Coty Inc is paying $600m for a majority stake in Kylie Jenner’s makeup and skincare businesses, the company said on Monday, as it looks to tap into the reality TV star’s huge social media reach.
One of the cosmetics world’s older names, Coty is seeking to revitalise sales on the back of its broad global distribution and is banking on Jenner’s more than 270 million social media followers to attract a younger audience.
Shares of Coty gained as much as five percent on the news.
Jenner, 22, is the youngest sibling of the wildly popular Kardashian-Jenner clan, which has become a household name more than 10 years after their reality TV show, Keeping up with the Kardashians, became a smash hit.
She started her make up line in 2015 with lipstick and lip liner kits. The kits sold out within minutes of launching, an early sign of her power as a social media influencer.
Coty said Kylie Cosmetics had an estimated $177m in net revenues over the past 12 months.
Forbes, which named her the youngest self-made billionaire on its 2018 list, said Jenner’s line of cosmetics brought in sales of an estimated $360m in 2018.
Coty will hold 51 percent of Jenner’s business, valuing her company at about $1.2bn.
“Kylie is a big brand in beauty today. She’s very influential … [but] Coty remains financially leveraged,” DA Davidson retail analyst Linda Bolton Weiser said.
Celebrities, including Jenner, are leveraging their huge social media following to launch their cosmetics and lifestyle brands and compete with established players in the market.
Social media-powered beauty brands such as Glossier, Jessica Alba’s Honest Beauty and Huda Beauty have all notched up about $1bn in valuation, according to media reports.
“I look forward to continuing the creativity and ingenuity for each collection that consumers have come to expect and engaging with my fans across social media,” Jenner said in a statement.
Coty has been doubling down on its skincare and fragrance products, rolling out new luxury fragrances and lipsticks, while spending more on marketing to combat falling sales.

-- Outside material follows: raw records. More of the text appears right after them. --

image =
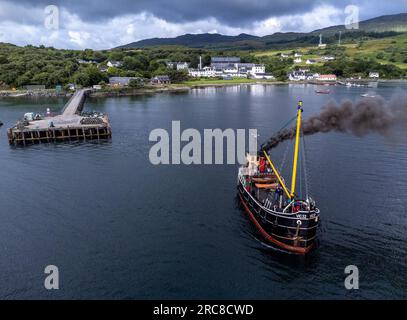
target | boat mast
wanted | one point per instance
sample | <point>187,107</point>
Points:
<point>297,144</point>
<point>277,175</point>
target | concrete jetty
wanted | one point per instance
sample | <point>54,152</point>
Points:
<point>70,125</point>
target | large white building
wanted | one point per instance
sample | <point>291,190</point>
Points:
<point>178,65</point>
<point>206,72</point>
<point>230,67</point>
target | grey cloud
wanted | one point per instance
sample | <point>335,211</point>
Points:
<point>231,12</point>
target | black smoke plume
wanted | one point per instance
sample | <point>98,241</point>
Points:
<point>369,115</point>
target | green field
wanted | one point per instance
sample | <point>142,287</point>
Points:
<point>389,50</point>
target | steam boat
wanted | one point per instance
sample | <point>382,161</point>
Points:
<point>285,219</point>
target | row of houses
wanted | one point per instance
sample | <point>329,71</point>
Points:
<point>314,61</point>
<point>302,75</point>
<point>125,81</point>
<point>230,67</point>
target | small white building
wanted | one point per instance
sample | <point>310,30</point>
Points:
<point>182,66</point>
<point>311,61</point>
<point>262,76</point>
<point>327,77</point>
<point>178,65</point>
<point>114,64</point>
<point>297,76</point>
<point>258,68</point>
<point>374,75</point>
<point>206,72</point>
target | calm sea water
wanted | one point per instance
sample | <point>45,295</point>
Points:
<point>118,227</point>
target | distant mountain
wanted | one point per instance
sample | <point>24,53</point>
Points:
<point>395,22</point>
<point>389,23</point>
<point>192,40</point>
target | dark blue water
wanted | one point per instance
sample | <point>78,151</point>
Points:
<point>118,227</point>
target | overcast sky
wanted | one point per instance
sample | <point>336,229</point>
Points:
<point>101,24</point>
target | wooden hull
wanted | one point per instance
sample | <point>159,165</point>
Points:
<point>295,233</point>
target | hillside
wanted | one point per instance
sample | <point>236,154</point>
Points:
<point>389,23</point>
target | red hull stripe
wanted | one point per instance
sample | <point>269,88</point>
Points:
<point>270,238</point>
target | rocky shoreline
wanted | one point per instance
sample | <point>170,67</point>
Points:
<point>150,90</point>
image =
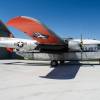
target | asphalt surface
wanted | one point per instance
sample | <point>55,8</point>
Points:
<point>35,80</point>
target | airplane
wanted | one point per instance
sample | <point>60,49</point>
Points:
<point>46,45</point>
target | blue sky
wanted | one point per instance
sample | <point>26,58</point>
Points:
<point>67,18</point>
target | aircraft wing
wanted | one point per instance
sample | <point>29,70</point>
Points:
<point>36,30</point>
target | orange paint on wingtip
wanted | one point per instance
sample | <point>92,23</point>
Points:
<point>35,29</point>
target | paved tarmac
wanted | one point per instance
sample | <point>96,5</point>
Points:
<point>35,80</point>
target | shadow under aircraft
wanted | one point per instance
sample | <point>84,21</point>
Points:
<point>66,71</point>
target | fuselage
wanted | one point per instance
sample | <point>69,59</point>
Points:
<point>17,43</point>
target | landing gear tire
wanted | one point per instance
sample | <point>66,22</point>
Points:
<point>54,63</point>
<point>62,61</point>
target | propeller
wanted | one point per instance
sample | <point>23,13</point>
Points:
<point>81,46</point>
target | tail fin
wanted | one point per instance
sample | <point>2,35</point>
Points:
<point>4,32</point>
<point>35,29</point>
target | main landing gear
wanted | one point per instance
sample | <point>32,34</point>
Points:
<point>54,63</point>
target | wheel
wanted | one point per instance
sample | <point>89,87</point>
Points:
<point>62,61</point>
<point>54,63</point>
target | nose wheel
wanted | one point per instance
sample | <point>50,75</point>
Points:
<point>54,63</point>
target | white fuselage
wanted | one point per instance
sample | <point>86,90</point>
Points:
<point>17,43</point>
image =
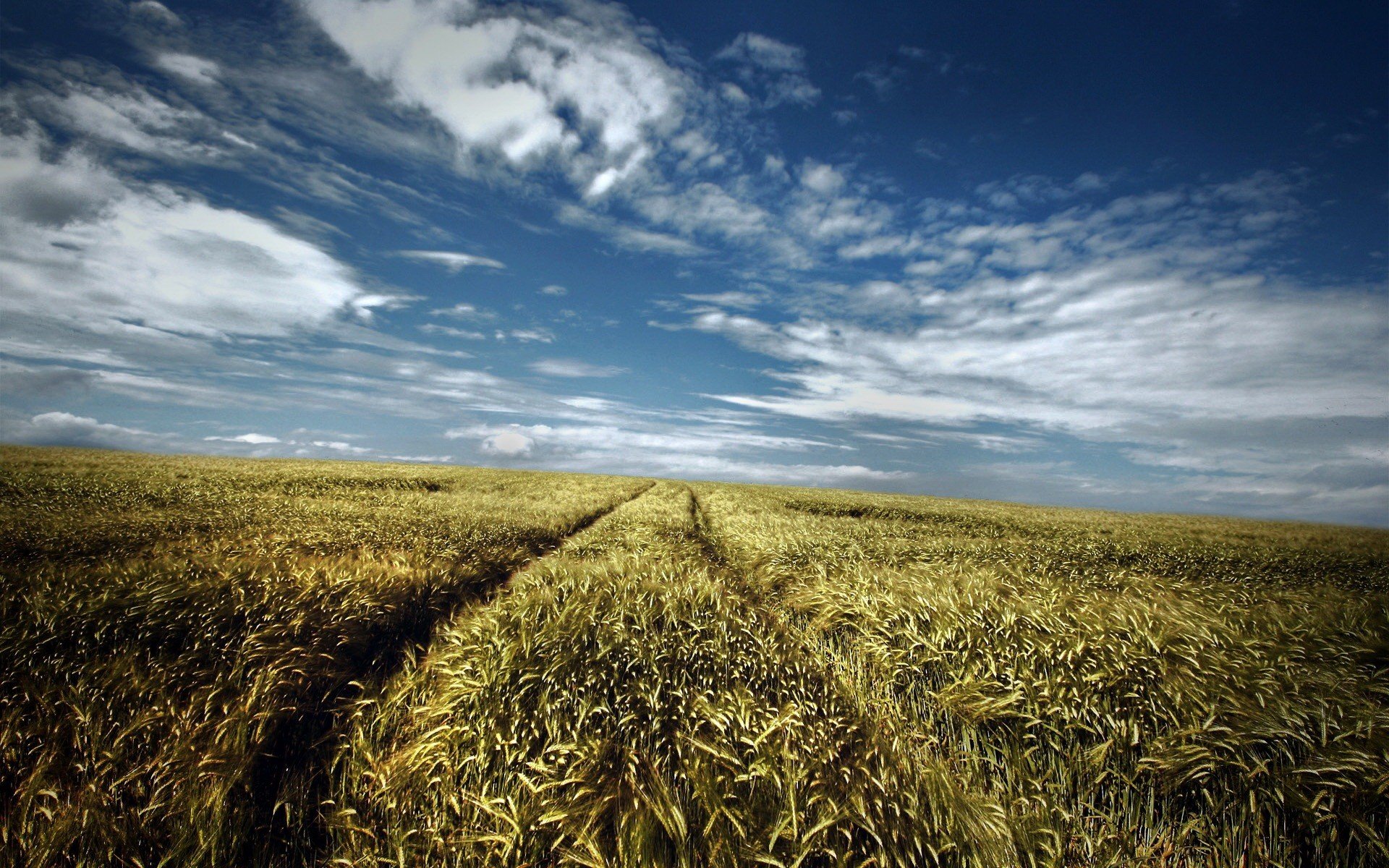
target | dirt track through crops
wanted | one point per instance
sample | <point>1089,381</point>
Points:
<point>302,745</point>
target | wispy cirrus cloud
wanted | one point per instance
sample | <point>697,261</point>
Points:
<point>451,260</point>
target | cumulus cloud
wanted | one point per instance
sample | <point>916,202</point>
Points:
<point>256,439</point>
<point>519,87</point>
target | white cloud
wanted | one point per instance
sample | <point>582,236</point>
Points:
<point>517,87</point>
<point>573,367</point>
<point>771,67</point>
<point>1110,324</point>
<point>69,430</point>
<point>506,443</point>
<point>451,260</point>
<point>256,439</point>
<point>191,67</point>
<point>708,451</point>
<point>80,246</point>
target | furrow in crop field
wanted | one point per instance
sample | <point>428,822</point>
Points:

The company, which is majority-owned by German conglomerate JAB Holdings, has struggled to integrate about 40 beauty brands, including Covergirl and Max Factor, that it bought from Procter & Gamble in 2016, forcing it to take billions of dollars in writedowns and outline a four-year restructuring plan.
The partnership will add to Coty’s net revenue growth of its core fragrance, cosmetics and skincare business by more than one percent a year over the next three years, the company said.
The deal is expected to close in the third quarter of fiscal year 2020, Coty said.